Brief von Georg

Gefangenenanstalt I Leipzig

Meine liebe kleine Marusja,

ich bin immer noch hier und weiß nicht, was mit mir geschehen wird. Mit Melzer habe ich noch nicht gesprochen. Ich weiß deshalb nicht, was man ihm in Dresden gesagt hat. Am 2. habe ich erfahren, daß ich auf Grund eines Funkspruchs aus Dresden in Haft bleiben muß. Vielleicht werde ich wieder nach Sachsenburg kommen. Ich möchte dich dann bitten, mir 2 – 3 Mark zu überweisen. Mein Geld wird mir nämlich nachgesendet und dies dauert 2 bis 3 Wochen. Schicke mir bitte den letzten Jahrgang der Osteuropa-Zeitschrift (von Dezember 1934 an) aus dem Institut. Herr Auerbach kann das eigentlich selbst machen. Ich nehme an, daß das Gericht nichts einzuwenden haben wird. Es handelt sich ja um eine Fachzeitschrift, die ich für meine wissenschaftlichen Arbeiten brauche. Für das Schachspiel bin ich dir sehr dankbar. Ich habe große Fortschritte gemacht. Gestern und heute finden bei uns Meisterschaftskämpfe statt. Ich habe die beste Aussicht, ein Zellenmeister zu werden. Hat mein Bruder mein Schachbuch zurückgegeben?

Es tat mir sehr leid, daß du der Verhandlung nicht beiwohnen durftest. Das stundenlange Warten war sicher viel anstrengender als die Verhandlung. Wenn ich mich an diesen Tag erinnere, so denke ich vor allen Dingen an die kurze Zeit unseres Zusammenseins. Die wenigen Minuten haben mich auf lange Zeit glücklich gemacht. Aus deinem letzten Brief konnte ich entnehmen, daß du dir keine übertriebene Illusionen über die Zukunft machst. Es ist wirklich zweckmäßiger auf schlimmeres gefasst zu sein, um dann eine angenehme Überraschung zu erleben, als umgekehrt.
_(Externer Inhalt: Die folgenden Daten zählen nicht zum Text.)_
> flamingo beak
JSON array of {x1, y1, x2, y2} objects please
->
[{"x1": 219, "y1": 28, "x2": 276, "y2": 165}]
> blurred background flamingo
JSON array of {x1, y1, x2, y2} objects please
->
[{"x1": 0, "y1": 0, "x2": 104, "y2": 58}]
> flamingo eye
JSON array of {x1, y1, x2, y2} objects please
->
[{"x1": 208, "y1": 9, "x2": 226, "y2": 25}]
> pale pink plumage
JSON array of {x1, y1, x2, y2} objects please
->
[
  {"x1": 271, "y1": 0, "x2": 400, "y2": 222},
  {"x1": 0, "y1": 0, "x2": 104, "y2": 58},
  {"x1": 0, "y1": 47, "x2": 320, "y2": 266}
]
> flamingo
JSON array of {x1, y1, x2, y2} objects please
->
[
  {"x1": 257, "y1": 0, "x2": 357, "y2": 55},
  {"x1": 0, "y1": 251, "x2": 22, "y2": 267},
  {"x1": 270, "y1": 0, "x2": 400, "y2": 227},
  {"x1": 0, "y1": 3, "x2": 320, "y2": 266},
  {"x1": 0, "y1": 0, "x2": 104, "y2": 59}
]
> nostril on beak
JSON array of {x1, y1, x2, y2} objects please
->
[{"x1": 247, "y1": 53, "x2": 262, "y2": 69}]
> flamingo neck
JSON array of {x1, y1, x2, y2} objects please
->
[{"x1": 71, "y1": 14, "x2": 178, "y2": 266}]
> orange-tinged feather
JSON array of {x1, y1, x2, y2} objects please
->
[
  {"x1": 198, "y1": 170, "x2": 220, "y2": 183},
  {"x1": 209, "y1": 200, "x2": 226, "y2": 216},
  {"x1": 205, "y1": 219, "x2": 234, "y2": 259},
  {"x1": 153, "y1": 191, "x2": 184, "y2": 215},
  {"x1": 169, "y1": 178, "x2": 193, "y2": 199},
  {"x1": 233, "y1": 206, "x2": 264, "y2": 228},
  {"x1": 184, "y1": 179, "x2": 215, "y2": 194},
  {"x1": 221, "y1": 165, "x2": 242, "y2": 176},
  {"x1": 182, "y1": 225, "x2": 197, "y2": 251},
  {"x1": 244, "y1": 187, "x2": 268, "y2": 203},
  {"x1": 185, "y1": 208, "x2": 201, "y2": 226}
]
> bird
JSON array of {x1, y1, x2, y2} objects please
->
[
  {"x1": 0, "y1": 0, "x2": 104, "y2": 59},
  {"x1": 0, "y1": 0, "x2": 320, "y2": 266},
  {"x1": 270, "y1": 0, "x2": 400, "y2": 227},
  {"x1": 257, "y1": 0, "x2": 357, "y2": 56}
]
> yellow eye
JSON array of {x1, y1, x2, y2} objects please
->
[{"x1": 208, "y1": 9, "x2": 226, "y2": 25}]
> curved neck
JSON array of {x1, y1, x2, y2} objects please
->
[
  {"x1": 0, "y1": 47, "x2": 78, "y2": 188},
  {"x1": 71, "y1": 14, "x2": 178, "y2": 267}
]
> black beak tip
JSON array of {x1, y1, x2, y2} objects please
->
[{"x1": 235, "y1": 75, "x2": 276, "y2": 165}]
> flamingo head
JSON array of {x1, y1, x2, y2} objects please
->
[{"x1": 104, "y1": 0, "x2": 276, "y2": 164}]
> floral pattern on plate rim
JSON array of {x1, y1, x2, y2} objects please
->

Die alte Frl. Hoffmann hat sich als einer unserer treusten Freunde gezeigt. Bei ihr kann allerdings die Neugierde bzw. das Pflichtbewußtsein eine Rolle gespielt haben. Dann allerdings ist der Wert ihres Erscheinens wesentlich niedriger einzuschätzen. Ich bin überhaupt sehr neugierig zu erfahren, wie einzelne unserer Bekannten sich in der letzten Zeit sich verhalten haben. In der Zeit der Not hast du sicher gelernt, Weizen vom Spreu zu unterscheiden. Später wirst du mir sicher vieles Interessantes erzählen können.
In meiner Zelle sind wir 3 Mann. Zum Lesen und überhaupt zur geistigen Arbeit komme ich deshalb weniger als in Dresden, wo ich Einzelhaft hatte. Die Zeit vergeht trotzdem ziemlich schnell. Jeder hat etwas zu erzählen. Ich habe dabei festgestellt, daß selbst ein mehrfach vorbestrafter Dieb ein durchaus brauchbarer Kamerad sein kann. Traurig ist es zu sehen, auf was für eine Bahn eine lange Arbeitslosigkeit den Menschen bringen kann. Ich glaube mich erinnern zu können, daß die Kriminalität nach der Inflation um etwa 50% zurückgegangen ist.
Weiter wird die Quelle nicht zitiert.